Parsing and fixing bad JSON with jsonlint

Justin Walgran

At Azavea we strive to build our web services using as many of Twelve-Factor App principles as possible. As a result, in the most stressful of cases
where a feature works in development and in staging but crashes in production, we can focus our initial debugging efforts on the areas where there are differences by design, data, and configuration.

When I recently encountered a production-only crash in a React/Redux application, I used the Redux DevTools to find a fail event being dispatched even though the JSON API call to which it was related was successful. By setting a breakpoint in the debugger I was able to inspect the JSON response and, using JSON.parse, I determined that the JSON was invalid.

screen capture of error in line of code
Just scroll to column 4,227,363 of line 1 to find the error.

This was a good start, but the fact that JSON.parse does not display any
context for the error and the fact that this API response is a non-pretty
printed single line left me without a clear explanation of what was wrong.

JSON Lint is a web service and a node-based command line tool that
validates JSON data and provides helpful error messages with context. In the Firefox console I used copy(response.data) to get the malformed JSON on my clipboard so I could paste it into a file. After installing jsonlint with npm install -g jsonlint, I
was able to inspect my file and get a more helpful error message:

$ jsonlint badjsonstring.json
Error: Parse error on line 1:
...8665699999999, "x": NaN, "spatialReferen
-----------------------^
Expecting 'STRING', 'NUMBER', 'NULL', 'TRUE', 'FALSE', '{', '[', got 'undefined'
    at Object.parseError (/usr/local/lib/node_modules/jsonlint/lib/jsonlint.js:55:11)
    at Object.parse (/usr/local/lib/node_modules/jsonlint/lib/jsonlint.js:132:22)
    at parse (/usr/local/lib/node_modules/jsonlint/lib/cli.js:82:14)
    at main (/usr/local/lib/node_modules/jsonlint/lib/cli.js:135:14)
    at Object.<anonymous> (/usr/local/lib/node_modules/jsonlint/lib/cli.js:179:1)
    at Module._compile (internal/modules/cjs/loader.js:1137:30)
    at Object.Module._extensions..js (internal/modules/cjs/loader.js:1157:10)
    at Module.load (internal/modules/cjs/loader.js:985:32)
    at Function.Module._load (internal/modules/cjs/loader.js:878:14)
    at Function.executeUserEntryPoint [as runMain] (internal/modules/run_main.js:71:12)

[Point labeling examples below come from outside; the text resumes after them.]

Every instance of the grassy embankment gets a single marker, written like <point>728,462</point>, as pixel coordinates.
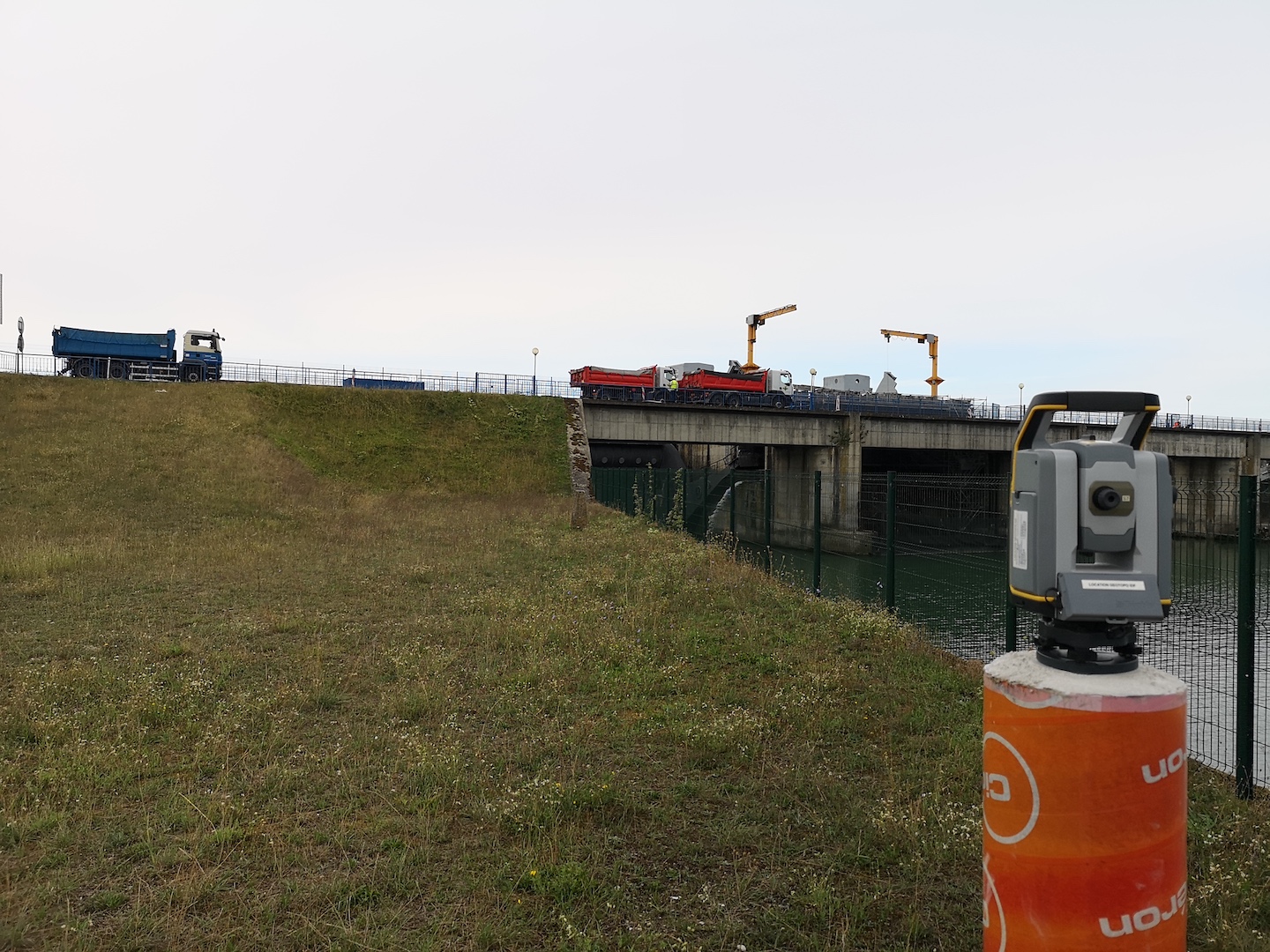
<point>300,668</point>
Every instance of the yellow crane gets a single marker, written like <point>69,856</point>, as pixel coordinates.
<point>755,322</point>
<point>934,380</point>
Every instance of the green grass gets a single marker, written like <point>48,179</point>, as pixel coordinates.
<point>296,668</point>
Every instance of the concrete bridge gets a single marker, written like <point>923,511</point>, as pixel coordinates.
<point>843,447</point>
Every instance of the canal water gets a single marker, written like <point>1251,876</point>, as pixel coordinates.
<point>958,599</point>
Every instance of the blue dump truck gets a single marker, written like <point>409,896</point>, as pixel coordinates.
<point>103,353</point>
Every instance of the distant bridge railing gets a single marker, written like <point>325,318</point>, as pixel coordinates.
<point>528,385</point>
<point>375,378</point>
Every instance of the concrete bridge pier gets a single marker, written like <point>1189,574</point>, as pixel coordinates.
<point>840,465</point>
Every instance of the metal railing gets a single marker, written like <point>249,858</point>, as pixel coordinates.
<point>376,378</point>
<point>804,398</point>
<point>932,548</point>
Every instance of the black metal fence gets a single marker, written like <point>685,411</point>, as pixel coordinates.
<point>932,548</point>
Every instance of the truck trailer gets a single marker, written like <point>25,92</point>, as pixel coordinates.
<point>109,354</point>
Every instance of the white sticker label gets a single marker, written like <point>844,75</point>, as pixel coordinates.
<point>1019,533</point>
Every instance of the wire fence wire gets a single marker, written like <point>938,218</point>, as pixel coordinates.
<point>944,570</point>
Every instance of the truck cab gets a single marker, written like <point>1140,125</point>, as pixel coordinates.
<point>201,355</point>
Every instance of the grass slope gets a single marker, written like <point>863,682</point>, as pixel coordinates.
<point>300,668</point>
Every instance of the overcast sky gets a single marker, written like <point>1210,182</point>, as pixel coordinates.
<point>1070,195</point>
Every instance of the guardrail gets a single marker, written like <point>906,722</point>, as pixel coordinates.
<point>528,385</point>
<point>376,378</point>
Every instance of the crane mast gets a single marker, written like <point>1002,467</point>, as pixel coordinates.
<point>755,322</point>
<point>934,342</point>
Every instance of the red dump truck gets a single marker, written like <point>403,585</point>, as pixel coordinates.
<point>687,383</point>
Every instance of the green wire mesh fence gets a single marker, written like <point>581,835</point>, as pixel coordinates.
<point>932,548</point>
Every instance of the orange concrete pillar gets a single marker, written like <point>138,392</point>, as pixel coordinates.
<point>1084,809</point>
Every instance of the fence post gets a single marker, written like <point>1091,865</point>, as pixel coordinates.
<point>732,510</point>
<point>889,582</point>
<point>1244,781</point>
<point>816,524</point>
<point>767,519</point>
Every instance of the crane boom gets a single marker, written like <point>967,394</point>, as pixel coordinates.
<point>755,322</point>
<point>934,342</point>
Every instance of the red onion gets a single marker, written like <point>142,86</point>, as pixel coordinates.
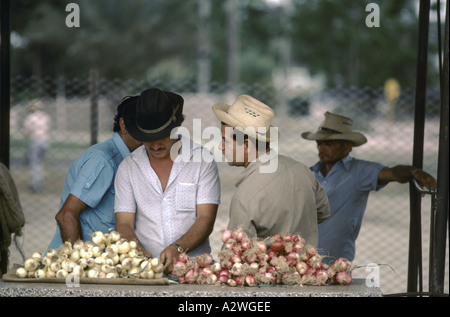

JSON Lint had revealed the issue. An invalid numeric value in the application database had been serialized as NaN, which is not a valid JSON value. I had found the column I needed to fix, but not the row. To quickly find the whole object containing the NaN and get the record ID I was able to use another previously unknown feature of JSON Lint. Running a file through jsonlint with the -p option will pretty print the JSON even though it is invalid. A simple search for : Nan in the pretty printed version of the file revealed the problematic record, and, one quick trip to the database console later, production functionality was restored.